Corned Beef & Cabbage in Mustard Sauce
Lectin Free recipe. Lovely and healthy (even with the corned beef)
Servings 2
Cost £7
Equipment
- 1 Large Frying Pan or Wok
Ingredients
For the Beef & Cabbage
- 1 can of corned beef
- 1 head of green cabbage cut into wedges
- 6-8 small red potatoes halved
- 4-5 carrots peeled and cut into chunks
- 1 large onion quartered
- 4-5 cloves of garlic minced
For the Mustard Sauce
- 1/2 cup Dijon mustard
- 2 tbsp honey
- 2 tbsp brown sugar optional
- 2 tbsp white vinegar
- 1/4 tsp ground black pepper
Instructions
- Start by opening the can of corned beef and carefully remove it from the can. It may come out in one piece or be in chunks, depending on the brand.

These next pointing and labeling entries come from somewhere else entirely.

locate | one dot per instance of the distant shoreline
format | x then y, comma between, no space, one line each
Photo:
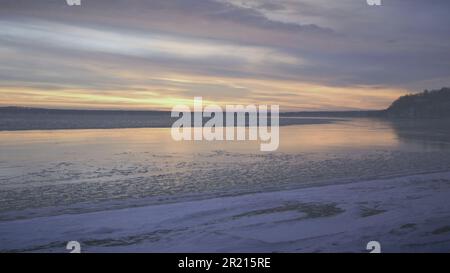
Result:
26,119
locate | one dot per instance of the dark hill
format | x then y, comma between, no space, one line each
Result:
428,104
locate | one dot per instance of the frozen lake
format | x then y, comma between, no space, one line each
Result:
59,173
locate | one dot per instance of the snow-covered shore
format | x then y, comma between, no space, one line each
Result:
409,214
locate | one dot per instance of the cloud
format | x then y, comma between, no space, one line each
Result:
144,48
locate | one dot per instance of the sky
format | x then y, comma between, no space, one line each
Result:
303,55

- In a large pot, add the cabbage, potatoes, carrots, onion, and minced garlic.
- Fill the pot with enough water to cover the vegetables, and bring it to a boil. Reduce the heat to a simmer and cook the vegetables for about 15-20 minutes or until they are tender.
- While the vegetables are cooking, you can prepare the mustard sauce. In a small bowl, combine the Dijon mustard, honey, brown sugar, white vinegar, and black pepper. Mix well to create a smooth sauce.
- Once the vegetables are tender, add the canned corned beef to the pot. You can break it into chunks and mix it in with the vegetables. Allow the mixture to simmer for another 5-10 minutes to heat the corned beef thoroughly.
- Remove the pot from heat, and serve the corned beef and vegetable mixture on plates.
- Drizzle the mustard sauce over the corned beef and vegetables.